Salt fought through the scattering crowd and running teens, circling, canister of pepper spray held close to her leg, low ready.
• • •
Lil D turned the corner and there was Stone in front of the shoe place, holding a big piece of glass close to his chest, naked from the waist up, rolling his crazy-ass eyes to the sky, blind-like, in the middle of people breaking out the store windows. People had broken the door and were jumping through it and the windows, glass flying and falling, and all the shoes. Shoes lying in broken glass on the sidewalk, shoes thrown by the people inside to outside. Shoes in boxes and out, all kinds and colors of the good shoes. Salt was there, too, coming ’round to Stone while Pepper held a gun on him, yelling for him to drop the glass. Lil D didn’t care ’bout Stone. He watched out for him; Man had some reason for keeping him around.
He’d looked in the window of Walter’s lots of times. Now he looked down on the sidewalk at a pair of shoes the color he’d been thinking of for Latonya. He squatted to look at the shoes, like in some dream—he didn’t care what happened to Stone. And here was Salt. She’d told him to come downtown for the DNA for Mary, killed and left to rot. He wanted the shoes. He didn’t care about any of the rest.
• • •
Like he was hit by a plank, Stone fell from the blast of CS spray Salt aimed directly into his face.

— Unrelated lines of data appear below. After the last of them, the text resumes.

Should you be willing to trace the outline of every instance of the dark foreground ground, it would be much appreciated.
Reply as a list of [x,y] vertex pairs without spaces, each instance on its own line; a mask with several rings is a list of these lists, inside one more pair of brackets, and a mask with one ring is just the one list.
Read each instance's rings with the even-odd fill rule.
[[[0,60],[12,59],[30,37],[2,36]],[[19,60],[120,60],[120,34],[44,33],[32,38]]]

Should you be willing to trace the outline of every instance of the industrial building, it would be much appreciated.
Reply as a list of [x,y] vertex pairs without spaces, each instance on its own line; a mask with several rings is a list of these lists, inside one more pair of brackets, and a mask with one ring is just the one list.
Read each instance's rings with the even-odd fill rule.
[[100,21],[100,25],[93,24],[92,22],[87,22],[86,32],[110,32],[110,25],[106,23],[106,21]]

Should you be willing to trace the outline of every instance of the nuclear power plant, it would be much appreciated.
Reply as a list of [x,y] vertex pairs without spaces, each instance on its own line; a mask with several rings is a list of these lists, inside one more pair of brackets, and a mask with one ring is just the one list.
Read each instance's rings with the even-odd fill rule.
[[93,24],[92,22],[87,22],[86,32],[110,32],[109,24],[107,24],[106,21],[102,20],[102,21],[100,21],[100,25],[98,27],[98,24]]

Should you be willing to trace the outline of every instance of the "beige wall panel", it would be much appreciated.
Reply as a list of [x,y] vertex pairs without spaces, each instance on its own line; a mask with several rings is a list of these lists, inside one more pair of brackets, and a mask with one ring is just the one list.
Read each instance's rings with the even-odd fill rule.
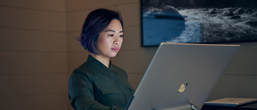
[[67,31],[81,31],[84,21],[93,10],[67,14]]
[[144,73],[139,74],[129,74],[128,73],[128,78],[129,84],[135,90],[137,89],[139,83],[141,81]]
[[0,29],[0,50],[67,51],[64,33]]
[[140,3],[116,7],[121,13],[124,27],[140,26]]
[[67,34],[68,52],[87,52],[87,50],[83,48],[79,41],[77,41],[74,38],[74,36],[80,37],[80,32]]
[[257,76],[223,75],[207,101],[225,98],[257,98]]
[[140,27],[124,27],[123,42],[121,50],[141,49]]
[[67,92],[67,73],[0,76],[0,98]]
[[0,5],[65,12],[64,0],[1,0]]
[[114,0],[113,4],[118,5],[135,2],[140,2],[140,0]]
[[65,13],[0,7],[0,27],[66,31]]
[[[74,31],[81,31],[84,21],[90,12],[97,8],[79,12],[68,13],[67,14],[67,31],[73,32],[74,32]],[[107,8],[113,10],[115,10],[115,8],[113,7],[108,7]]]
[[0,52],[0,75],[67,72],[66,53]]
[[67,0],[66,1],[66,9],[67,12],[104,8],[113,5],[113,0]]
[[67,110],[68,93],[0,99],[0,110]]
[[68,74],[69,73],[68,75],[71,74],[73,70],[86,62],[90,54],[86,50],[84,52],[68,53]]
[[111,58],[111,60],[113,64],[123,69],[127,73],[144,73],[157,49],[120,51],[123,54]]
[[257,45],[242,45],[224,74],[257,75]]

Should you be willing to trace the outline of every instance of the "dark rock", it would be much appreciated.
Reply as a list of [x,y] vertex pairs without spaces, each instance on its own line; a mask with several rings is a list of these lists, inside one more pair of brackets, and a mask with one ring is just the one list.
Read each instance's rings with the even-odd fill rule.
[[223,12],[222,13],[222,16],[233,16],[233,13],[230,11],[226,11]]
[[249,21],[246,22],[246,23],[253,27],[257,27],[257,21]]
[[234,15],[241,14],[244,12],[244,9],[241,8],[239,8],[237,10],[233,12],[233,14]]
[[228,18],[228,19],[239,19],[241,17],[240,16],[238,15],[238,16],[232,16],[230,17],[229,17]]
[[210,12],[209,13],[209,14],[215,14],[217,13],[218,13],[217,11],[216,11],[216,9],[213,9],[211,11],[210,11]]

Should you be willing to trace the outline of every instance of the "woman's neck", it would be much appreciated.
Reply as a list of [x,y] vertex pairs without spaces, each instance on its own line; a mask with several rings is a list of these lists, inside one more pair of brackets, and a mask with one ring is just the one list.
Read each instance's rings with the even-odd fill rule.
[[102,55],[97,55],[94,54],[91,54],[90,55],[99,61],[107,68],[110,68],[110,58],[105,57]]

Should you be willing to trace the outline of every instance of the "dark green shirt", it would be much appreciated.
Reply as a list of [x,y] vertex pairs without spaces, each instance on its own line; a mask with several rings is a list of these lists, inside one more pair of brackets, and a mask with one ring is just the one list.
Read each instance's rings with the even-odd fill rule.
[[71,105],[76,110],[123,110],[134,89],[122,69],[111,63],[108,68],[88,55],[69,80]]

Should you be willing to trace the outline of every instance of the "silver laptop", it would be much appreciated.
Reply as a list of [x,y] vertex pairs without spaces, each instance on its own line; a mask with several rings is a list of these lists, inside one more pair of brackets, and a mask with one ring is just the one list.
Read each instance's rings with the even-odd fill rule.
[[125,109],[201,109],[240,47],[162,43]]
[[206,102],[205,105],[236,106],[257,101],[257,98],[225,98]]

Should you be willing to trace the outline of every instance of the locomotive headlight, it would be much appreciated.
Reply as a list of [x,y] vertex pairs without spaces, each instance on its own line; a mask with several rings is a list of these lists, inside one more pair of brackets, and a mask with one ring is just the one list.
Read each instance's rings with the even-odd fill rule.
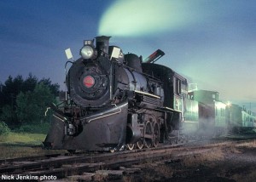
[[84,60],[95,59],[96,57],[96,52],[90,45],[84,45],[80,50],[80,55]]

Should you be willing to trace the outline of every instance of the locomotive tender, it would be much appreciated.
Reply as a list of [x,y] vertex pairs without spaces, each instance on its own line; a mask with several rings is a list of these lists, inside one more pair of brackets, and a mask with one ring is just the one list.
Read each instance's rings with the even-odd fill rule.
[[109,46],[109,38],[84,41],[81,57],[66,63],[72,63],[67,91],[61,104],[51,105],[46,148],[142,149],[177,143],[184,135],[214,136],[256,127],[254,113],[220,101],[218,92],[188,91],[186,78],[154,64],[165,54],[161,50],[143,61]]
[[109,46],[109,38],[84,42],[81,57],[67,75],[63,103],[51,106],[45,146],[118,151],[156,147],[170,136],[178,139],[187,80],[152,63],[162,51],[143,62],[141,56]]

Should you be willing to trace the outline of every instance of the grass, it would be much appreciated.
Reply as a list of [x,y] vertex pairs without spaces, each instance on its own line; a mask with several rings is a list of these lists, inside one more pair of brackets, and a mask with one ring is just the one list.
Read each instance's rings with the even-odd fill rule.
[[15,133],[6,136],[0,135],[0,159],[17,158],[32,156],[43,156],[60,153],[65,151],[43,149],[46,134]]

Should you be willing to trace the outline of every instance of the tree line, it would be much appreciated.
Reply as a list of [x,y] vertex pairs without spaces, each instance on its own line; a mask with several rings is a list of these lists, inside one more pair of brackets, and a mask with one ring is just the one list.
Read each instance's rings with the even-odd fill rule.
[[44,113],[50,103],[56,102],[59,89],[59,84],[52,83],[49,78],[38,80],[31,73],[26,79],[20,75],[9,76],[0,83],[0,122],[15,128],[49,121]]

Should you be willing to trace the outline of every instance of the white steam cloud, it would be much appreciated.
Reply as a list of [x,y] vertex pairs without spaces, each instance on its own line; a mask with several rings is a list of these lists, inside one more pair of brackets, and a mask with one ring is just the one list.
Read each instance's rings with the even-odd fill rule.
[[195,4],[183,0],[118,0],[103,14],[98,33],[135,37],[179,29],[198,19]]

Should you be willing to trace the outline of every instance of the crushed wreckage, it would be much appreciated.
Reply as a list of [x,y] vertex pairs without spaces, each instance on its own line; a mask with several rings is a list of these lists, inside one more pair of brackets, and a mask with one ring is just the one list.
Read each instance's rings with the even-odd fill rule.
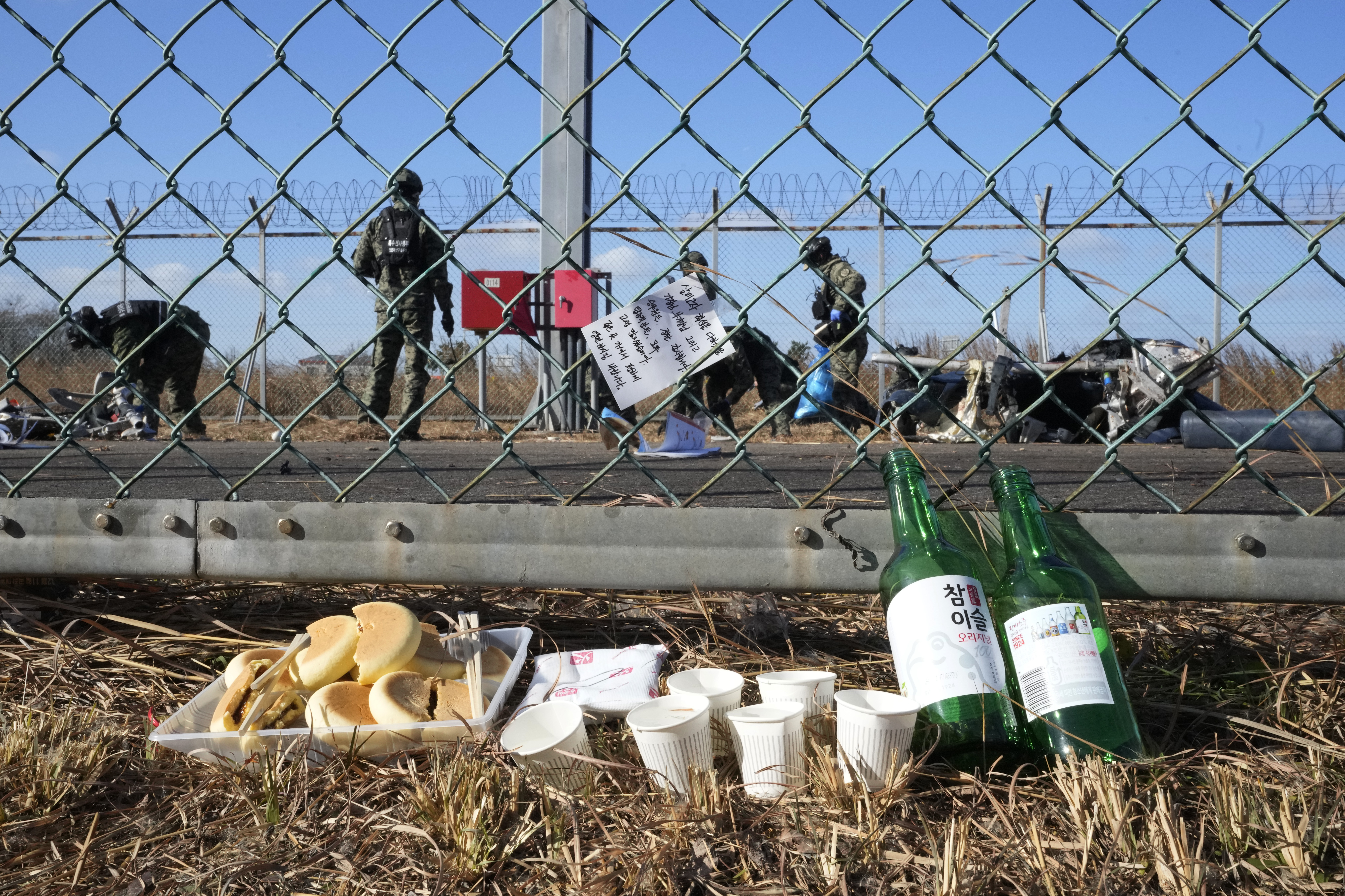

Flinging the glass shard from his hand, he grabbed at his eyes, screaming and writhing on the broken-glass-strewn sidewalk. While Pepper covered, Salt rolled Stone facedown to get him cuffed from behind. Pepper holstered and got on the radio to call for an ambulance for Stone while trying to block Salt and Stone from people jumping in and out of the store, throwing boxes and shoes. Right beside her Lil D bent down and picked up a shoe, a single green shoe. “You need to get out of here,” she told him while she struggled to get glass from under Stone, who
was screaming and squeezing his running eyes shut, then opening them wide, trying to clear the capsicum.
“You tole me to come for the DNA.” Lil D looked over the scattered, broken-open boxes and reached for a box, like he was shopping for just the right shoe. “All these . . .” he said.
Salt laid a hand on his as he picked up another box. Pepper was on the radio loudly clarifying their location for the ambulance. Lil D looked at the people coming and going. He looked at Salt, shook off her hand, went over and ducked under the door bar into the dark interior of the store, returning in half a minute with a box under one arm just as Salt stood, both of them jostled by another youth coming out right behind Lil D. The box fell from his hands. Salt bent down to lift Stone out of the glass, but picked up the box first and without thinking handed it up to Lil D. And he took it as if he were a person who’d paid and sprinted down the street through the gridlocked cars.
DAWN
Overcast, the sun didn’t appear on the horizon; Rather, the streets and buildings emerged from the gray dawn. Everywhere was litter and detritus from the conflagration of the night and early morning: partially burned wet paper, garbage, bottles and cans rolling toward gutters, soggy bits of food. Sergeant Fellows’ team—Salt, Pepper, and the rest—had been held over until the streets cleared of people. They stood by in Woodruff Park monitoring the barricades that blocked Peachtree Street. Pigeons flew at the last second from their pickings in front of the street sweepers as they whirred south from Auburn Avenue.
Big Fuzzy was going to be all right. Part of his left ear was severed by the falling bullet; it missed his brain by a few millimeters and lodged in the upper part of his fortunately meaty back.
Stench from the garbage trucks soaked the air. Salt had that staying-up-too-late stomach, sour and jittery from too much caffeine and junk food. Waiting for the van that would take them back to the academy, they stood around stomping their cold feet at the base of the phoenix rising statue, its female figure holding the bird’s legs as it took flight, symbolically pulling her from the ashes of Atlanta.